Solved – Using the Naive Bayes classifier in R with continuous variables

classificationnaive bayesr

I am trying to predict a categorical variable (type of job, there are three classes) using a dataset that mainly consists of continuous variables (like years of education, salary,etc), using the Naive Bayes classifier in the package 'klaR'. My question is now this, in case I use continuous variables to train my Naive Bayes classifier on, I get very bad predictions for an out-of-sample dataset. However when I divide the continuous variables in categories (so by making it categorical) I get pretty good predictions. So is the problem that I don't specify correctly that I am using continuous variables, because by doing this I lose information and would expect worse results.
My code has the following form:

m<-NaiveBayes(Job~.,data=JobDataTrain)  # Training in sample

m_predict<-predict(m,JobDataTest) 

Best Answer

The difference that you are seeing is likely a result of the fact that Naïve Bayes (NB) works quite differently on categorical and numerical variables. Explaining needs a little notation.

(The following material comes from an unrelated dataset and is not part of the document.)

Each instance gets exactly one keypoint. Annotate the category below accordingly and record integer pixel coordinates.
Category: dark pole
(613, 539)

Assume that we are trying to predict Type that takes on values ${ t_1, t_2, ..., t_n }$. For each variable, V, NB makes an estimate of $P(Type = t_i | V = v)$. For categorical variables, there is a simple way to compute this. Just take all points in the training data with $V=v$ and compute the proportion for each class, $t_i$. For continuous variables, NB makes another naïve assumption that for each $t_i$ the data with $Type = t_i$ are normally distributed. For each $t_i$ the mean and standard deviation of V is computed for points with $Type = t_i$. This normal approximation is used to estimate $P(V=v | Type = t_i)$ which, together with Bayes Law is used to estimate (something proportional to) $P(Type = t_i | V=v)$.

Of course not all data is normally distributed, so if your continuous variable does not match that model well, this Gaussian approximation may provide bad estimates of the needed probabilities.

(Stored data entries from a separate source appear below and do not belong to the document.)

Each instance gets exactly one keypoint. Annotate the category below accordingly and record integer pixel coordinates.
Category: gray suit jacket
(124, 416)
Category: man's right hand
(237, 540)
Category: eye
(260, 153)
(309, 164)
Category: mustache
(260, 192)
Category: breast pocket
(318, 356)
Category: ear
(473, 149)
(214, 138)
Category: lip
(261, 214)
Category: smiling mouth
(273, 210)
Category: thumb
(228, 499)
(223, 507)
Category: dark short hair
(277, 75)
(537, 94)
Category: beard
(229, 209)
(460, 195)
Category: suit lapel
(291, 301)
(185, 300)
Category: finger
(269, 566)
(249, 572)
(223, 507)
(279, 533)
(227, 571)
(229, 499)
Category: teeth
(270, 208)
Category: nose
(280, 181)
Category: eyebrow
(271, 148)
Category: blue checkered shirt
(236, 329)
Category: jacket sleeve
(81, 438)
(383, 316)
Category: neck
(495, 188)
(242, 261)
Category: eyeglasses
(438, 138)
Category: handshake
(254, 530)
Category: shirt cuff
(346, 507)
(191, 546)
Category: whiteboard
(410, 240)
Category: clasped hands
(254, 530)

Here is an (artificial) example of the behavior that you saw.

### Response to: https://stats.stackexchange.com/q/215146/141956
library(klaR)
library(sm)

## One dimensional data
set.seed(2017)
x = c(runif(200,0,1), runif(50,2,3), runif(50,4,5), runif(200,6,7)) 
Type = factor(c(rep(1,200), rep(2,50), rep(1,50), rep(2,200))) 
df=data.frame(x, Type) 
sm.density.compare(x, Type, lty=c(2,2))

Non-Gaussian Distribution

For both types, the distribution is non-Gaussian. But nevertheless NB uses a Gaussian approximation.

NB = NaiveBayes(Type ~ x, data=df)
table(predict(NB, df)$class, df$Type)   
      1   2
  1 200  50
  2  50 200
NB$tables
$x
      [,1]     [,2]
1 1.278952 1.640579
2 5.703749 1.628859

mean(x[Type==1])
[1] 1.278952
sd(x[Type==1])
[1] 1.640579

sm.density.compare(x, Type, lty=c(2,2))
lines(seq(-2,9,0.1), dnorm(seq(-2,9,0.1), 1.3, 1.63), col="red", lwd=2)
lines(seq(-2,9,0.1), dnorm(seq(-2,9,0.1), 5.7, 1.63), col="green", lwd=2)

Gaussian approximations

NB represents both types by Gaussians with sd ~ 1.63 and means at about 1.3 and 5.7 . The dashed red distribution is approximated by the bold red curve and the dashed green distribution is approximated by the bold green curve. These poorly represent the data and they incorrectly predict the type for all of the points in the smaller bumps. The gaussian distributions are just not doing a good job of representing this data.

What if we discretize the data before applying NB?

## Discretize ##
DiscX = cut(x, breaks=0:7)
Ddf = data.frame(DiscX, Type)
NB2 = NaiveBayes(Type ~ DiscX, data=Ddf) 
table(predict(NB2, Ddf)$class, df$Type)  
      1   2
  1 250   0
  2   0 250

Now, it correctly classifies all of the points in the training data. In this case, the discretized form of the data captures the structure much better than the Gaussians.

However, I want to caution that just because your data is not Gaussian does not mean that Naïve Bayes will give a bad answer. In fact, NB can do surprisingly well, even on non-normally distributed data.